El azar camina con nosotros: una escena en el futuro de la milpa
Es noviembre de 2031, en un paraje de la Mixteca Oaxaqueña. Un niño —piel ceniza, camiseta de rayas— corre entre surcos de maíz multicolor, recogiendo granos caídos del costal de su abuelo. El olor a tierra recién removida y la brisa fresca del amanecer envuelven la escena. Nadie sabe qué semillas brotarán el siguiente año ni cuáles dormitarán en el polvo para siempre.

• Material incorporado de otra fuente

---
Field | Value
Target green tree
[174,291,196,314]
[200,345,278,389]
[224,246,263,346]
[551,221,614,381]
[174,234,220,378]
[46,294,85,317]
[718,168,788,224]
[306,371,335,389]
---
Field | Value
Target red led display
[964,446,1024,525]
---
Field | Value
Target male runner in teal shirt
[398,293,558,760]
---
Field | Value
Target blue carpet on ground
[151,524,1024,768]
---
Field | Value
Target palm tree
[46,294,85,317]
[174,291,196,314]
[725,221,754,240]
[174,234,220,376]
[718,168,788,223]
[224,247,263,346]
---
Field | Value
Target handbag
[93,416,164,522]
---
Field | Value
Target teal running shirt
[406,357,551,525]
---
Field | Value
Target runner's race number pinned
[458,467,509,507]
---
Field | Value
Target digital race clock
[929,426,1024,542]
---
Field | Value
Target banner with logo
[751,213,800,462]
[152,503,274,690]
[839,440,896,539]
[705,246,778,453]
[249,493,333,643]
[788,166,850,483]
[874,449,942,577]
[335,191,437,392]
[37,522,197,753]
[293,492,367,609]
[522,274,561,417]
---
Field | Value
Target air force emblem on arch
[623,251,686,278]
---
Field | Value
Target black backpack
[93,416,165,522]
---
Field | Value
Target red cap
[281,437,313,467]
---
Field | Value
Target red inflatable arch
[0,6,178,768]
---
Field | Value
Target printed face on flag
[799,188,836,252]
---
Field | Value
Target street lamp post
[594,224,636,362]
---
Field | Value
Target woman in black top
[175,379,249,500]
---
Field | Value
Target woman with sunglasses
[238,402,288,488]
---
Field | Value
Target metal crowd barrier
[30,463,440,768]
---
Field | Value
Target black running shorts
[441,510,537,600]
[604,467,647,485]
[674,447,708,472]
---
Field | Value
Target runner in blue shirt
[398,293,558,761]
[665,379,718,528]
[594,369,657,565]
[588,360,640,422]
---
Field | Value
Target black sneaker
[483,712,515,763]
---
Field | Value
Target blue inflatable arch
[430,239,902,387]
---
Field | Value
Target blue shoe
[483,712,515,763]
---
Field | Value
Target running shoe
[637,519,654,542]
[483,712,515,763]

Bajo el canto de un cenzontle (Mimus polyglottos), el futuro de la diversidad genética se juega, otra vez, a la suerte de una mano inocente. ¿Quién contará las historias de los genes que nunca germinaron?
Glosario
- Deriva genética
- Cambio aleatorio en la frecuencia de genes dentro de una población, especialmente significativa en grupos pequeños.
- Flujo génico
- Intercambio de genes entre poblaciones, mediado por migración de individuos, polen o semillas.
- Selección natural
- Proceso en el que los organismos mejor adaptados tienden a sobrevivir y reproducirse más que otros.
- Microsatélites
- Fragmentos cortos y repetitivos de ADN usados como marcadores para estudiar variación genética.
- SNP (Polimorfismo de un solo nucleótido)
- Cambio en una sola base del ADN, útil para analizar diferencias individuales en poblaciones.
- Marcador molecular
- Secuencia de ADN usada para identificar variaciones genéticas entre individuos o poblaciones.
- Variabilidad genética
- Diferencia en los genes dentro de una población, fuente principal de adaptación y resiliencia.